Nanshan District has its own skyscraper cluster now.
The crew started their service with a bottle of water each. About half an hour after take-off, they started distributing a hot bun. I passed since I had already eaten an early dinner at home before setting off for the airport, and the bun didn't look appetizing. The weather started turning bad and the bumps got progressively more frequent and worse. I noticed a lot of flashing outside, which wasn't a particularly good sign and eventually the captain asked the crew to sit down and stop serving dinner. The weather would only calm down well after the half-way mark and I hoped my left window would pay off with a grand view of the city on approach. I was not disappointed.
Chongqing's arrival flight path from the south passes right next to the downtown core, which was why I aimed for a left window to try my luck.
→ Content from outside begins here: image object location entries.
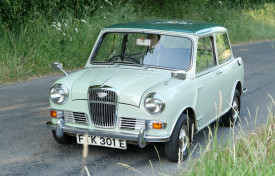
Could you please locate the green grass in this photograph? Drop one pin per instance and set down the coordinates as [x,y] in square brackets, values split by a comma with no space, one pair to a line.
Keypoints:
[28,49]
[244,154]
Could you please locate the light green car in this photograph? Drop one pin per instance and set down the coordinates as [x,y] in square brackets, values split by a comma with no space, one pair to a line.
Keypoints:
[147,82]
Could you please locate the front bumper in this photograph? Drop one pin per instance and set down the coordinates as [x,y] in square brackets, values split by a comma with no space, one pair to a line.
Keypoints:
[60,127]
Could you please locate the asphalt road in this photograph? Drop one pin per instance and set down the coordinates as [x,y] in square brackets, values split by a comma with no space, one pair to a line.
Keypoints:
[28,148]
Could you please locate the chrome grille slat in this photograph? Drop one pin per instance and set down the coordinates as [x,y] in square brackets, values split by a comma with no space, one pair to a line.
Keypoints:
[102,105]
[75,117]
[131,123]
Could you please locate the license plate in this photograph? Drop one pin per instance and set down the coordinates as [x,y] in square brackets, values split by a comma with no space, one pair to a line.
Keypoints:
[102,141]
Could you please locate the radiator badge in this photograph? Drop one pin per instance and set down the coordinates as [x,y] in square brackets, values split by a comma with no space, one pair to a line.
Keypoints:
[101,94]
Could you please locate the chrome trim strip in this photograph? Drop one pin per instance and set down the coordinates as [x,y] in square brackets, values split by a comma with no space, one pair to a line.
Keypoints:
[244,91]
[103,133]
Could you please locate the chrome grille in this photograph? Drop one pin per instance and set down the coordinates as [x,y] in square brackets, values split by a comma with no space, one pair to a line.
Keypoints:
[103,107]
[131,123]
[75,117]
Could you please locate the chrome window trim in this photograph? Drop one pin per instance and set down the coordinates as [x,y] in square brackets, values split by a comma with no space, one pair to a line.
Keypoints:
[133,30]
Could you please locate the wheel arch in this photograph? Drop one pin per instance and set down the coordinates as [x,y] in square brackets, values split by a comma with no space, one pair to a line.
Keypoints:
[191,115]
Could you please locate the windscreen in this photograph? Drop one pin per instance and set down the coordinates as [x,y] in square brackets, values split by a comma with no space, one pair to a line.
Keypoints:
[144,49]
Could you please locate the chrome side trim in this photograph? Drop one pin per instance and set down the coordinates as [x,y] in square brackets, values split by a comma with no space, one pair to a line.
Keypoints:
[142,137]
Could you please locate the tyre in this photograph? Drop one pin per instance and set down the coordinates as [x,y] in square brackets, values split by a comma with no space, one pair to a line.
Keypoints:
[231,117]
[179,140]
[65,140]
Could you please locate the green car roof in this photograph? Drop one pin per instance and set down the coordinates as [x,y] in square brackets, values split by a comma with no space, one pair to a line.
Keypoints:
[192,27]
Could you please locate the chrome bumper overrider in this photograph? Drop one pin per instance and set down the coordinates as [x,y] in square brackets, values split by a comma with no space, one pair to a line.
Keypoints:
[60,127]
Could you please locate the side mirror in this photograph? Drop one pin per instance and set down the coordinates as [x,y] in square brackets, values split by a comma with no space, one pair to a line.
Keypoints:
[178,75]
[58,66]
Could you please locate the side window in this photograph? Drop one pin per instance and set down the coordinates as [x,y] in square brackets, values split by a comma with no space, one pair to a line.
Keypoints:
[205,54]
[223,47]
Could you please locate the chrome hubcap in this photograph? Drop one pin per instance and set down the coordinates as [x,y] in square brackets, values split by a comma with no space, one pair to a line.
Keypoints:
[183,140]
[235,107]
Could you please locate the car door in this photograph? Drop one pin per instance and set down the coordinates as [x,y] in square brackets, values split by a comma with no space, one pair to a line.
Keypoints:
[207,82]
[226,70]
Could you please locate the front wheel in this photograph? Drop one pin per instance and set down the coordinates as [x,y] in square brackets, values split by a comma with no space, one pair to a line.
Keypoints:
[177,147]
[231,117]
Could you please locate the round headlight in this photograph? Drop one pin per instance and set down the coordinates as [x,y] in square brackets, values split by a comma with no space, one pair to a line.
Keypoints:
[154,103]
[59,93]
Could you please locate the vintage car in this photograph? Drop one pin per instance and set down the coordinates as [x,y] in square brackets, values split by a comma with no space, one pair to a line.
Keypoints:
[149,82]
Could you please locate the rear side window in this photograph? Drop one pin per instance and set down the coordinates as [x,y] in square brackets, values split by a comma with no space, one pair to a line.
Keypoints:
[205,54]
[223,47]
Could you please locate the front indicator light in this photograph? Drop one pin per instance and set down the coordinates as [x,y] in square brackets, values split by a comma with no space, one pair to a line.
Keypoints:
[56,114]
[53,114]
[157,125]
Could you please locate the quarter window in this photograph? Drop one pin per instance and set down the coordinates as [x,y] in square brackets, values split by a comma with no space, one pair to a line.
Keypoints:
[205,54]
[223,47]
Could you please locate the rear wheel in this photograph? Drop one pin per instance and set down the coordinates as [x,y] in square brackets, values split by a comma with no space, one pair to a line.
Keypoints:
[231,117]
[65,140]
[179,141]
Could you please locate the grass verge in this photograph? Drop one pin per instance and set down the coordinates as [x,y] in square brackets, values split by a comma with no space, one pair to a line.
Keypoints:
[249,154]
[29,49]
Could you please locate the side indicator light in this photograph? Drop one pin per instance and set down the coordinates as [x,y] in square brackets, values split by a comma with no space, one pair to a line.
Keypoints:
[53,114]
[157,125]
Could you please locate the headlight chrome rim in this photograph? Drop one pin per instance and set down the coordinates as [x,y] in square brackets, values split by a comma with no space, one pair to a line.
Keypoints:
[59,94]
[154,103]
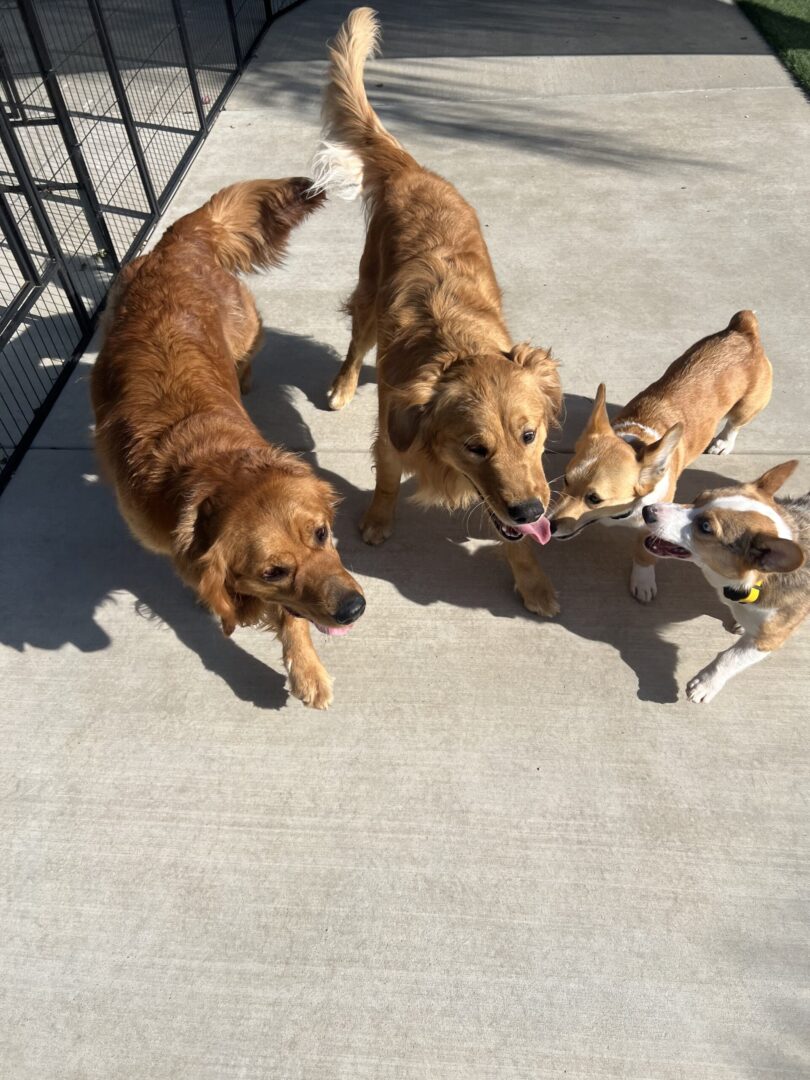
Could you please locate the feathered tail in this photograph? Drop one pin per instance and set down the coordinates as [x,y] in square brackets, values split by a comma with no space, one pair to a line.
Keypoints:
[358,153]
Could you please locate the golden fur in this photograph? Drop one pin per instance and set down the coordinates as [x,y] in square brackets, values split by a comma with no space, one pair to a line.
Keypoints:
[247,525]
[461,406]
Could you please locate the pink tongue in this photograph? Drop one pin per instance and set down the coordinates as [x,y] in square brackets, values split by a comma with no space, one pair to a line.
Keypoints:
[539,530]
[333,631]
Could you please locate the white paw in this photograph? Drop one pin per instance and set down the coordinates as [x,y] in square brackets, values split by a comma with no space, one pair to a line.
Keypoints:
[643,583]
[720,445]
[704,686]
[340,393]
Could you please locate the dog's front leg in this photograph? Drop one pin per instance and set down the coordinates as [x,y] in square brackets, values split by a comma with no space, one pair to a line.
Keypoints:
[309,680]
[536,591]
[377,524]
[643,576]
[709,683]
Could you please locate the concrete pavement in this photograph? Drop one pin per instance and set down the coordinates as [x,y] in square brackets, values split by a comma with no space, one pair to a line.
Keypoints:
[512,849]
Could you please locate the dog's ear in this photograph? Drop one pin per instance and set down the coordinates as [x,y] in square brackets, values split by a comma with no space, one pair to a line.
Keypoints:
[656,458]
[773,554]
[540,363]
[598,422]
[213,590]
[403,424]
[770,482]
[191,532]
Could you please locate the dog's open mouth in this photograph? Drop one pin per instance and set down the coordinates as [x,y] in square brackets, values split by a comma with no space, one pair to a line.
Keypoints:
[539,530]
[329,631]
[665,550]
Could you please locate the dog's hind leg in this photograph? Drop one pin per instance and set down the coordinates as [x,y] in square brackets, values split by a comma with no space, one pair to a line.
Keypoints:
[377,524]
[362,308]
[244,335]
[244,365]
[743,413]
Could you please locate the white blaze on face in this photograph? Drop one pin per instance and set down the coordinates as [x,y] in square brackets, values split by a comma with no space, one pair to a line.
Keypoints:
[674,524]
[742,503]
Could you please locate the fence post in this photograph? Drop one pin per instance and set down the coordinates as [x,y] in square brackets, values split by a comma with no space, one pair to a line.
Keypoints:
[86,191]
[19,167]
[188,56]
[234,32]
[123,104]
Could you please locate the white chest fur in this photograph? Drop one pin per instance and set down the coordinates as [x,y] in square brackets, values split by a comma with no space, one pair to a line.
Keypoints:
[751,617]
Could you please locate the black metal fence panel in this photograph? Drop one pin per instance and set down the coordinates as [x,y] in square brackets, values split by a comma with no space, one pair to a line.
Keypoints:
[103,105]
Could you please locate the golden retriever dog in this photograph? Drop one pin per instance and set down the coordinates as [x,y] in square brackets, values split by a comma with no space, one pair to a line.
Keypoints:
[247,525]
[461,406]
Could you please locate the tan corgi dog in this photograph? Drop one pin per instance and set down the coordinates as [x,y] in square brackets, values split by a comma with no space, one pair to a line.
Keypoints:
[753,549]
[619,468]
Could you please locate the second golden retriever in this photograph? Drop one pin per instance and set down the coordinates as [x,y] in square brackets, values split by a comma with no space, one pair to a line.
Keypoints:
[247,525]
[461,406]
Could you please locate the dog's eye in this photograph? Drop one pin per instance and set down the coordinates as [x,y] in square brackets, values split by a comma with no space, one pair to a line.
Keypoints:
[274,572]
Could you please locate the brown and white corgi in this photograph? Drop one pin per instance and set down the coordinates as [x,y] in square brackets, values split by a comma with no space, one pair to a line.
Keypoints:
[753,549]
[619,468]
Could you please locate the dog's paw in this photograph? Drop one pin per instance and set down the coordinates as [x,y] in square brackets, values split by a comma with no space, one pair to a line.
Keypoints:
[643,583]
[340,393]
[719,445]
[540,598]
[375,531]
[704,687]
[312,685]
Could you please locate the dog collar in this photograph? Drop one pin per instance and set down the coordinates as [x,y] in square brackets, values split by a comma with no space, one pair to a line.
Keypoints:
[741,596]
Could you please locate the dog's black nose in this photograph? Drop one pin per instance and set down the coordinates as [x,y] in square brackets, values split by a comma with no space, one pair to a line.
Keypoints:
[350,609]
[524,513]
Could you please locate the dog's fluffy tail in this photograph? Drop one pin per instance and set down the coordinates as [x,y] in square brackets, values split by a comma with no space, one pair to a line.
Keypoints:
[746,323]
[250,223]
[356,153]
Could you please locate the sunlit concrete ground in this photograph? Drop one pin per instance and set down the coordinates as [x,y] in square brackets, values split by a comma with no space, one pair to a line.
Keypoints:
[512,848]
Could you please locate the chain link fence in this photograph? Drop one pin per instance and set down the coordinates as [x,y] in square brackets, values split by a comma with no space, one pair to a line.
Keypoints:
[103,105]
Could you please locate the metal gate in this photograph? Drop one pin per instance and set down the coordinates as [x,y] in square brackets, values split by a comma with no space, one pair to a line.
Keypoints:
[103,105]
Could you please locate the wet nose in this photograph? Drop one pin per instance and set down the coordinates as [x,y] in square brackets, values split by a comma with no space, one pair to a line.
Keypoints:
[350,608]
[524,513]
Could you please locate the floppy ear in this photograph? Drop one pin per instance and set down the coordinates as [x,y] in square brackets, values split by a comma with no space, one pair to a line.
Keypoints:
[190,535]
[656,458]
[598,422]
[773,554]
[539,362]
[213,591]
[771,481]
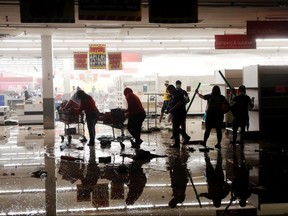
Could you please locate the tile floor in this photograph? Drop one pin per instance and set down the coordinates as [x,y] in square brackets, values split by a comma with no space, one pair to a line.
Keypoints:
[36,179]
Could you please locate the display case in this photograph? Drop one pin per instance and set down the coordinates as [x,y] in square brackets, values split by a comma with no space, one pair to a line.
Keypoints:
[30,113]
[268,84]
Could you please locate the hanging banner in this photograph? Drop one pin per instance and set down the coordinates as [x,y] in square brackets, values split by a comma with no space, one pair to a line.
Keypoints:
[115,61]
[234,42]
[97,56]
[80,61]
[267,29]
[129,10]
[170,11]
[47,11]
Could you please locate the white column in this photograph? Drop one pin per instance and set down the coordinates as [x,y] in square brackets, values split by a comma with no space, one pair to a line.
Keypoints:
[47,77]
[50,168]
[67,88]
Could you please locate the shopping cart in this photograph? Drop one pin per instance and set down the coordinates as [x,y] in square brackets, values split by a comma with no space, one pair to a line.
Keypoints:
[69,118]
[115,119]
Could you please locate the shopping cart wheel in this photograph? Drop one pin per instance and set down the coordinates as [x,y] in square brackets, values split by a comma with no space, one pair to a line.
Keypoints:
[122,145]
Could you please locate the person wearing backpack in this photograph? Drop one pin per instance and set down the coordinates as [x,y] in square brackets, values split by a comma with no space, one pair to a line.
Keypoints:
[217,106]
[239,108]
[178,84]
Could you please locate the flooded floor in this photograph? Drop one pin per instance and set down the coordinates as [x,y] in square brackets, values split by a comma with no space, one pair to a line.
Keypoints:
[43,174]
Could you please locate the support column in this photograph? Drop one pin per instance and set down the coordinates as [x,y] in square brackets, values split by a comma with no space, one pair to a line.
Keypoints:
[47,77]
[67,89]
[50,168]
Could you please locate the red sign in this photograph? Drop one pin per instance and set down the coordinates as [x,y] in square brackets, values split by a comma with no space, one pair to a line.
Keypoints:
[280,89]
[131,57]
[267,29]
[115,61]
[234,42]
[97,56]
[80,60]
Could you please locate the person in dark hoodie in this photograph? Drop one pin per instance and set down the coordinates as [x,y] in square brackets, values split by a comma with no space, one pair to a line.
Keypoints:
[136,115]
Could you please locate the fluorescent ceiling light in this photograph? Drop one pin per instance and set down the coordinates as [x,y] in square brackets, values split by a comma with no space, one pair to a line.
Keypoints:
[129,48]
[57,41]
[78,41]
[200,48]
[107,41]
[177,48]
[153,48]
[267,48]
[61,49]
[17,41]
[137,41]
[168,40]
[29,49]
[196,40]
[8,49]
[79,49]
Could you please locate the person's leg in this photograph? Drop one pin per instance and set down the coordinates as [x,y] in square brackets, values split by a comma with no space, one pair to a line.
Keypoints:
[242,136]
[163,109]
[91,130]
[138,126]
[219,137]
[176,131]
[206,134]
[182,131]
[235,130]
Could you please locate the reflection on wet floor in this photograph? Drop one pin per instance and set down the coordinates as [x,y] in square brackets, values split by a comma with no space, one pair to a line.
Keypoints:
[44,174]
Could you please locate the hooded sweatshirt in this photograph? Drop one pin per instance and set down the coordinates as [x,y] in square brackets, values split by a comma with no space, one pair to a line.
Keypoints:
[134,104]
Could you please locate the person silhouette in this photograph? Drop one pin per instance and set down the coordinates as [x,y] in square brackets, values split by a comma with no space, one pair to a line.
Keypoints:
[218,188]
[214,113]
[179,178]
[240,186]
[137,181]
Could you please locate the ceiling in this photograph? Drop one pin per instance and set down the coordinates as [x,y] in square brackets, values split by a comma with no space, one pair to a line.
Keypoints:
[214,17]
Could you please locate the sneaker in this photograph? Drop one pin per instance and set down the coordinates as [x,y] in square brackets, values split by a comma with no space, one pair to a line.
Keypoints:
[218,146]
[186,139]
[134,144]
[91,144]
[139,142]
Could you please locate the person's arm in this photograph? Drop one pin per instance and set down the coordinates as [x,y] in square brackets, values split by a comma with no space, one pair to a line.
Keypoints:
[200,95]
[177,105]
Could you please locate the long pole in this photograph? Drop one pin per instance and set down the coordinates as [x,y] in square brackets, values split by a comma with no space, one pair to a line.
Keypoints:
[192,99]
[188,173]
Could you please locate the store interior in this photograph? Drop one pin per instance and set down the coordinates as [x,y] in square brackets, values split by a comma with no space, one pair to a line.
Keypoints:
[152,53]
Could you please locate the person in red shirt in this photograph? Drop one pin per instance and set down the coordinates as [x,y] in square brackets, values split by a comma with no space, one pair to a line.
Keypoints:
[88,105]
[136,115]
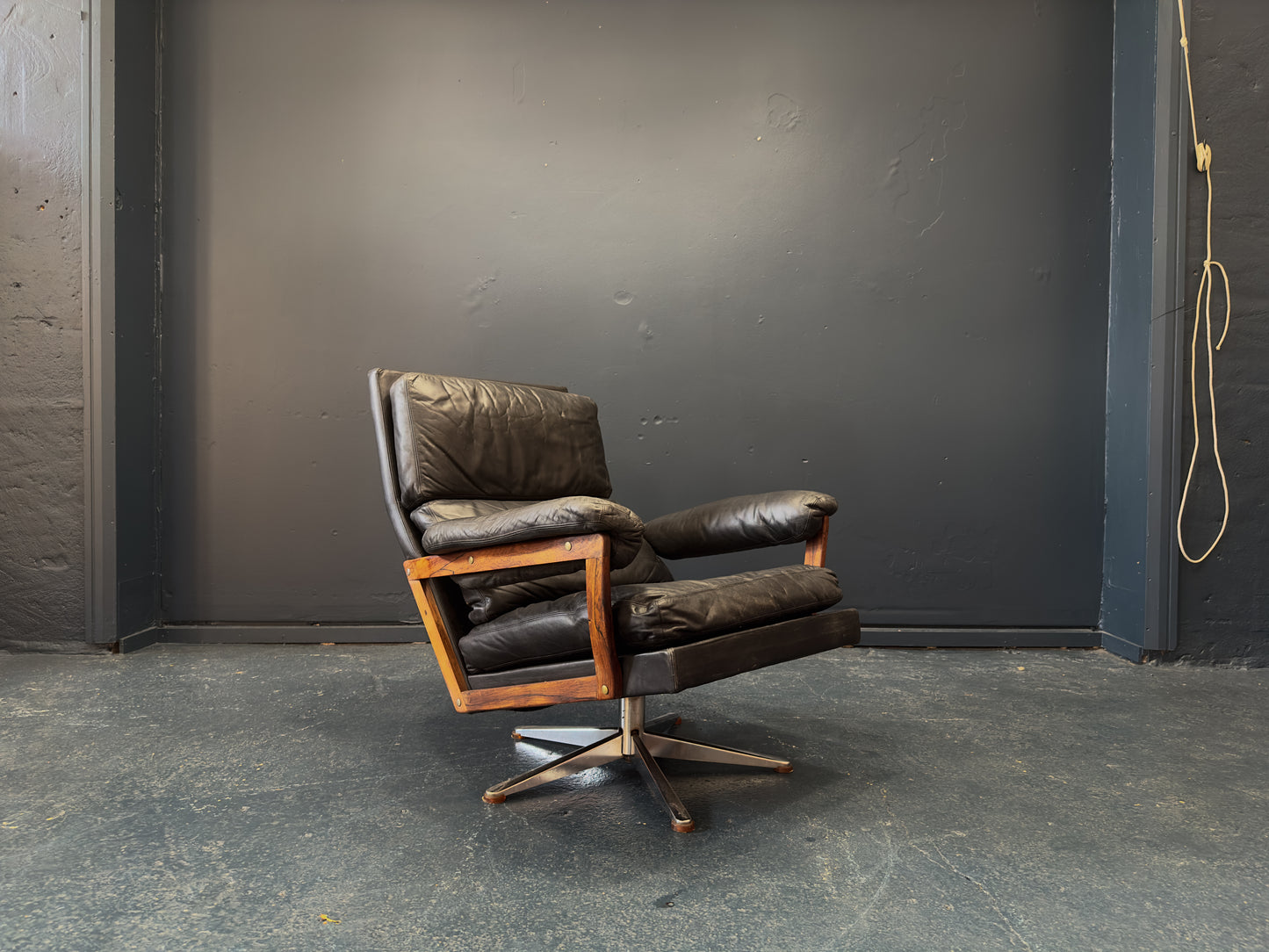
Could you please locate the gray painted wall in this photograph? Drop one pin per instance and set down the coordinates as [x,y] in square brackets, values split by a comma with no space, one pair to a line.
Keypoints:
[858,248]
[40,344]
[1223,604]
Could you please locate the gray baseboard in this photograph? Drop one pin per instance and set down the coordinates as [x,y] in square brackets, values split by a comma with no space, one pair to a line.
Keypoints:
[978,638]
[283,633]
[270,633]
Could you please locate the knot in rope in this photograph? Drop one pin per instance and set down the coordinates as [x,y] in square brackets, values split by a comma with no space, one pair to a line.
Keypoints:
[1203,156]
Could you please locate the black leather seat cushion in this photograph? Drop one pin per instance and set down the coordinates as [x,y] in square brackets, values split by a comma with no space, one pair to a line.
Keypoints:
[487,603]
[650,616]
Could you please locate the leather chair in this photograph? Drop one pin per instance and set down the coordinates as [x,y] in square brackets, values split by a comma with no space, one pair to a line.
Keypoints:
[536,589]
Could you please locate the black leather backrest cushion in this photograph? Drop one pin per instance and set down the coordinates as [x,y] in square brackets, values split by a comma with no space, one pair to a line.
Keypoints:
[461,438]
We landed at 11:12pm with a 12 minute taxi to the terminal. By now, the metro's last train has just left and the terminal was quiet with us being the only arrival. We first needed to present our health QR code, then it was a quick exit through the immigration kiosk. With no checked bags, I was out land-side fairly quickly within 20 minutes.
The lights were already dimmed and I headed to the adjacent transportation centre where there was no line for a yellow cab into town. The airport terminal looked different and much newer from my last visit in 2014.